After an all too long break we are again starting up our Zeal With Knowledge blog post. Our family just made a change in location from Guatemala to a location just south of Raleigh/Durham, NC where I (mike) am working to develop a dept of medical missions and global health at a soon to open medical school at Campbell U. Stay tuned.
Today we turn out attention to statement # 5. Obey the rules with the following points:
We will obey all of the host country rules and laws, to the glory of God. (as long as it does not compromise our Christian witness)
- Obtaining permission to practice
- No bribery
- No sneaking health materials into the country
- Obtain malpractice insurance
The first of our points is clearly a biblical principle based on Romans 13:1-
1 Let every person be subject to the governing authorities. For there is no authority except from God, and those that exist have been instituted by God. Therefore whoever resists the authorities resists what God has appointed, and those who resist will incur judgment.
As painful as this may be to think about, considering the high levels of corruption in many places in greatest need, it is not a biblical mandate that we can just ignore. We would do well to remind ourselves of the situation Paul was living in when he wrote this letter.

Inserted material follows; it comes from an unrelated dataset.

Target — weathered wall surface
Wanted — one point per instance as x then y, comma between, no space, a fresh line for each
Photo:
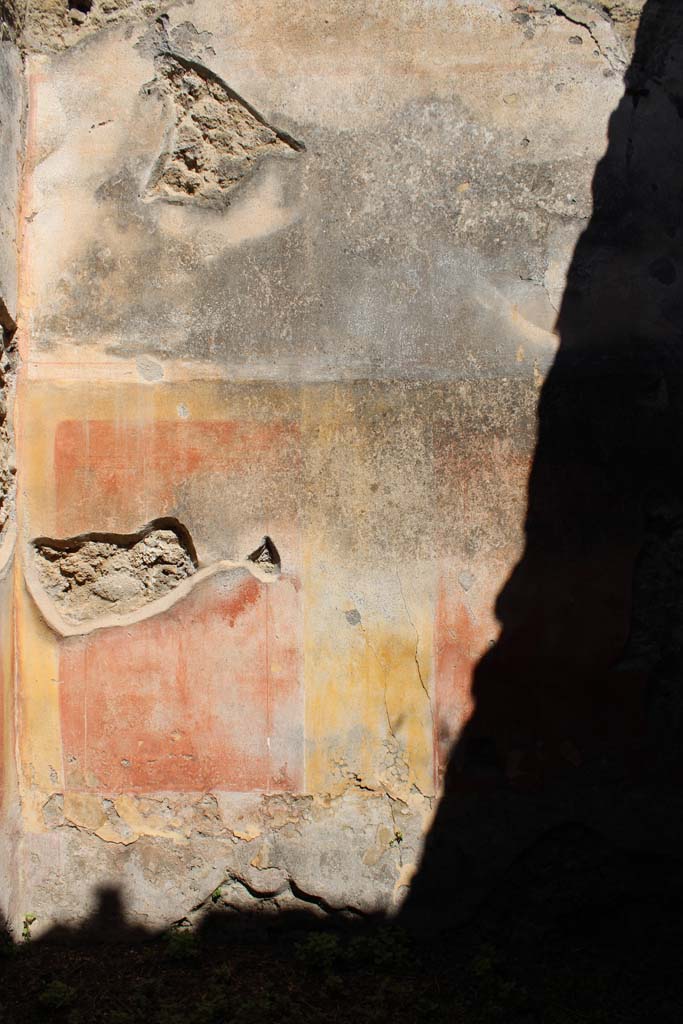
12,101
286,273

The Roman government of the time was not a model of democracy and equal rights and was going to become much more aggressive in its persecution of the followers of the “Way,” I have to wonder if this could be one factor for which we (resource rich folks who have a zeal to do good) we have not had a greater affect on bettering the health of those in underdeveloped countries. During my 11 years serving in Guatemala I almost never encountered visiting STMM’s team whose healthcare professionals had acquired permission to examine and treat ill people in clinics. There are some who visit and play by the rules but I heard of very few who did so. And the process is quite easy and can be managed by the local partner with whom one has developed a long term strategic partnership. Nearly all nations have standards by which they function regarding who will be given permission to practice medicine within their boarders. All who engage in STMM’s in other countries should obtain the necessary permission and follow the rules of the law.
Secondly we can see no good reason to tolerate bribery as a part of our Christian healthcare ministry outreach. This topic is dealt with very nicely in this “Best Practice paper. Some may claim that bribery is just a normal part of how things get done and that it’s just part of the culture. And you may even hear that we (westerners) shouldn’t try to impose our beliefs and values on other cultures. But bribery is not consistent with the honesty and accountability mandated by God’s word. When we hear these arguments our approach should be to point out that these are not “western” values but biblical values and then together with our local partners we can see by an examination of scriptures that it is not to be tolerated in our Christian efforts to bring health and healing to hurting people.
The third point today is that we should not be taking with us into other countries materials which are illegal. This included nearly or already expired medications. This is discussed in these Best Practices papers. Expired meds, Experimental meds, and Medication use. On top of the discussions related to medications we would also do well not to attempt to take into another country any equipment which may legally be subject to an importation tax. Again this goes back to our argument related to conforming to the rules of law which apply to each particular country. One group tried to important 500 pairs of used glasses into Guatemala and were found out and asked to pay a $2/pair import tax! If this group had done its due diligence with a local partner regarding the importation of such items this could have been avoided.
Finally we highly recommend obtaining malpratice insurance for work done in another country. Dr Peter Yorgin addresses this issue in this Best Practice paper.